Cardboard boxes, a plate of forks and an empty water jug all served as instruments on What Now, which Howard co-produced with her longtime collaborator Shawn Everett, percussion provided by the jazz drummer Nate Smith. Howard and Everett did things in the recording process that Howard describes as “questionable”. Techniques and ideas that shouldn’t have worked and probably break music-school rules give the album its texture; the bin opposite the couch on which she is perched was employed by Smith (“literally playing trash!” Howard says, with a squint of delight). The lyrics evoke one feeling while the music evokes another, mapping unpredictable human emotions.
Chaos comes all at once, and it makes you uncomfortable. That’s the whole point … there’s no neat ending
Red Flags assesses her accountability in the failure of a relationship, while Prove It to You is a love song that sounds near industrial. At its core, What Now just asks questions: about partnerships, about death, about a world that can be more cruel than kind. “I’m one of those people that goes to therapy,” Howard says. “I do the work and examine my own self. And it’s patterns, man: why do we end up in the same situations over and over again? I wasn’t willing to keep ending up with the same recipe. And that’s not just [about] one person, either. It’s something I’ve been doing since my 20s. I’m just exiting the cycle.”
This understanding of her flaws is reflected in the very way she sings: “There are times on this album when I don’t correct my voice. It’s not perfect. It’s strange sometimes. Sometimes it’s a little off. Or maybe I’m lisping. That’s just me. That’s who I am, take it or leave it.”

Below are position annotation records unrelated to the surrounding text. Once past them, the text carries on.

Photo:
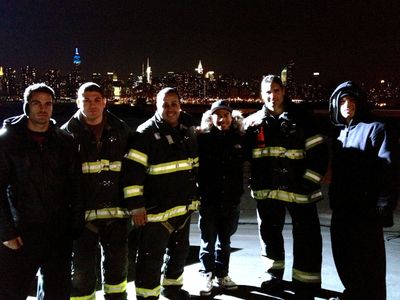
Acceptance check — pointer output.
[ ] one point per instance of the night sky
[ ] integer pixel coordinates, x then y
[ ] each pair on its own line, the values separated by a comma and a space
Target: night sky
358, 40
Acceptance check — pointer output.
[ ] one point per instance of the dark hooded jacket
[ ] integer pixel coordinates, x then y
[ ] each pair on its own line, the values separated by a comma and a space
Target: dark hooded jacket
362, 163
39, 183
221, 157
101, 165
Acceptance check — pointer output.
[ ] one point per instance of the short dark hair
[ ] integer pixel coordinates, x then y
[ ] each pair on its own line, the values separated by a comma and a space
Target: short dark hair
37, 88
271, 79
89, 87
167, 91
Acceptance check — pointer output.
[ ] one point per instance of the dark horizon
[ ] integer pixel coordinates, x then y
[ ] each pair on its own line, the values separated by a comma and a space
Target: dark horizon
341, 40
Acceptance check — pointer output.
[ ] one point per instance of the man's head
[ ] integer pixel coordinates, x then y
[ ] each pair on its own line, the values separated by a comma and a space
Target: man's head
346, 102
38, 106
91, 102
273, 93
221, 114
169, 106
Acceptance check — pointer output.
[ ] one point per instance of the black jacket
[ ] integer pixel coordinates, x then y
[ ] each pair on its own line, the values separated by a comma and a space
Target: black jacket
101, 165
221, 157
160, 170
39, 183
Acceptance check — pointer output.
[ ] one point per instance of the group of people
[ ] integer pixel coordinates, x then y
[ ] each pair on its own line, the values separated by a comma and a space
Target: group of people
95, 184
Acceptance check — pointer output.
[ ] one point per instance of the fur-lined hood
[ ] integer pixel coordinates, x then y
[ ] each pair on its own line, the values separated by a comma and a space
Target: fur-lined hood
237, 122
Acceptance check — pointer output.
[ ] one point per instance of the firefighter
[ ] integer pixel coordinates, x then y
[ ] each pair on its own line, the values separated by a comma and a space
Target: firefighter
288, 160
102, 139
160, 189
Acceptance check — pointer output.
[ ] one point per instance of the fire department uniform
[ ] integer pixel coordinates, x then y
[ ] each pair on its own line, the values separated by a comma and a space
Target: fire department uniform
160, 175
288, 161
106, 216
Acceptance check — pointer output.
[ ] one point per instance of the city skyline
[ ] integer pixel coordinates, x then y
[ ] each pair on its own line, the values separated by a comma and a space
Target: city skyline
338, 39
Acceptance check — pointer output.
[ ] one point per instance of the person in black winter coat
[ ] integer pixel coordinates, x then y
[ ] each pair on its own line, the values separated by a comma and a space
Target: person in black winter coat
221, 157
40, 207
361, 194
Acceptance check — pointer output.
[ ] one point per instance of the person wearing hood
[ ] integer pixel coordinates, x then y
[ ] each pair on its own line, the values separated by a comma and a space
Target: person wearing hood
361, 194
160, 176
102, 140
221, 157
289, 158
41, 210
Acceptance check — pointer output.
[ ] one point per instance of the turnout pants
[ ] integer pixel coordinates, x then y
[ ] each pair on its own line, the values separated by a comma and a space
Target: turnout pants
112, 236
45, 247
307, 241
359, 254
163, 248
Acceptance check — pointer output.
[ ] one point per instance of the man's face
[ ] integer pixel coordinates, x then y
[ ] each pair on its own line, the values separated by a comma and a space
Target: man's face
40, 108
92, 106
273, 96
347, 107
222, 119
169, 109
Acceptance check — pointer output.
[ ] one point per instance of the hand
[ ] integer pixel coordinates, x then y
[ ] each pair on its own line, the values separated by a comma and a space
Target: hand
139, 218
14, 244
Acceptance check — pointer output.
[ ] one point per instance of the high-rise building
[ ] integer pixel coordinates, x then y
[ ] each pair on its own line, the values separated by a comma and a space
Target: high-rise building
148, 72
199, 68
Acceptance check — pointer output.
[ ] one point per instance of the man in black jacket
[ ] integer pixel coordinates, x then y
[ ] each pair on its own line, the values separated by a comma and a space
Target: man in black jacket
40, 208
102, 139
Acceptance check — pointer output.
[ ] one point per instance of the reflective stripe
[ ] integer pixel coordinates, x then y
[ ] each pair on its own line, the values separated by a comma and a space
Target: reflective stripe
137, 156
133, 190
278, 152
173, 212
90, 297
101, 165
286, 196
115, 288
147, 292
313, 141
106, 213
306, 276
169, 281
313, 176
278, 265
174, 166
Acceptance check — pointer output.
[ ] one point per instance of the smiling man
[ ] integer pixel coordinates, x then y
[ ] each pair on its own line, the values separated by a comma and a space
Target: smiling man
160, 191
102, 139
40, 208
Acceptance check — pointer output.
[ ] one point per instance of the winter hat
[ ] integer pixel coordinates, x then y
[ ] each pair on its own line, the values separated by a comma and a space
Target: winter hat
220, 104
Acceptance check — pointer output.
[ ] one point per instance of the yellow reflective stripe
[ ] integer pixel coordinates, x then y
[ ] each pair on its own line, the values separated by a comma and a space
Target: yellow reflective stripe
173, 166
147, 292
101, 165
90, 297
278, 152
115, 288
286, 196
169, 281
313, 176
306, 276
314, 141
137, 156
106, 213
133, 191
278, 265
173, 212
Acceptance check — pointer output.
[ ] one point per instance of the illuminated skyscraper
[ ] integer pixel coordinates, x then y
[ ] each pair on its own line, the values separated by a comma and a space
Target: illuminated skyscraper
75, 79
148, 72
199, 68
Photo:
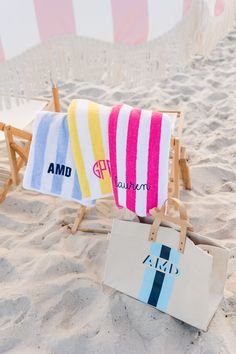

The album’s last line, wailed by Howard, is: “I can’t believe I’m all out of rainbows,” followed by the call of a trumpet. It is an unresolved finish perfect for a world that doesn’t provide a path through the turmoil; we have to find one ourselves. “That’s how chaos comes,” Howard says. “It comes all at once. And it makes you uncomfortable. That was the whole point – that all these things can exist. There’s no neat ending and this isn’t a perfect record. It’s called What Now … there’s always gonna be some shit going down. Who know’s what’s going to happen next? Those are the times to play.”